I am primarily interested in the physical world and the human experience of that, what it literally feels like to be alive, right now. Of course there is a huge psychological component to this “condition” as well, which is addressed, albeit less directly. Also, I think a lot about the rapid evolution of digital culture, in which, although much fuss is made about connection, touch in the literal sense of the term is increasingly rare. One could say that I paint this world inch by inch, or more accurately, pixel by pixel, as I create and reference my own digital photographs as source imagery. Although the end result is quite realistic, I am careful to maintain a balance between a rich, lively paint surface and visual accuracy. Painting must retain a little wildness in my humble opinion.
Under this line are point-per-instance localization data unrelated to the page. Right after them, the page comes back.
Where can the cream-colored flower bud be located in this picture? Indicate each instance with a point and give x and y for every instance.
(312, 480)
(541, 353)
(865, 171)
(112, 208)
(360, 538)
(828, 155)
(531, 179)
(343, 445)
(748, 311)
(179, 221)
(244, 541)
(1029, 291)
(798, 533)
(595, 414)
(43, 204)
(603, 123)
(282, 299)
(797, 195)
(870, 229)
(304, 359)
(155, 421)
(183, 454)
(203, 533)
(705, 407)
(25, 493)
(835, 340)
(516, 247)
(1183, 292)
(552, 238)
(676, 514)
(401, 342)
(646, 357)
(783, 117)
My perspective, which ranges from close to extreme close up, can bring my compositions to the brink of abstraction by focusing so narrowly that the context of the artwork can become obscured. What remains is an unbounded section of sensual topography, the actual scale and orientation of which is unknowable and unimportant. Situational cues such as a horizon line or body contour are intentionally cropped out. This, combined with the essentially fractal nature of my most recent subjects -skin and water- fosters an ambiguity that keeps the focus on the pure physicality of both the subject and the painting. Vija Celmins is lately a close ally in terms of composition and subject matter, but the vivid sensuality of my work often invites comparison with Marilyn Minter or much to my delight, late Guston.
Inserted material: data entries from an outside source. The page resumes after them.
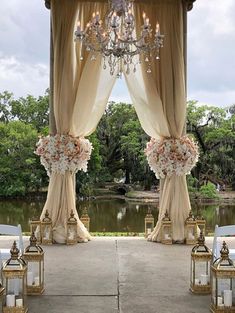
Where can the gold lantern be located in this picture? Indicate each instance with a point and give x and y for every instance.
(1, 295)
(190, 230)
(35, 227)
(223, 283)
(14, 273)
(46, 228)
(166, 230)
(72, 230)
(34, 258)
(149, 223)
(201, 222)
(85, 219)
(200, 267)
What was the best advice given to you as an artist?
Stop using black paint out of the tube. Rather I should mix it and make my own. Boring, but true. This has been especially useful in my current series where I am intentionally limiting my palette to a grey scale, but because it is mixed, there is greater temperature and tonal fluctuation than if I used black.

Prefer to work with music or in silence?
I love music, but certain stages of my process are very intellectually demanding, almost like a verbal task, so just as you cannot speak and read at the same time, I can’t paint and listen simultaneously.

If you could only have one piece of art in your life, what would it be?
Robert Smithson’s Spiral Jetty. And since it is an earthwork, I kind of already have it, as much as anyone can. I have loved this work from afar for ever and when I finally saw it in person last year, flew over it in a helicopter, landed nearby and walked on its surface–it did not disappoint!

Who are your favorite writers?
This changes, but at this moment, they are, in no particular order: Jeffrey Eugenides, Alice Munro, and Milan Kundera.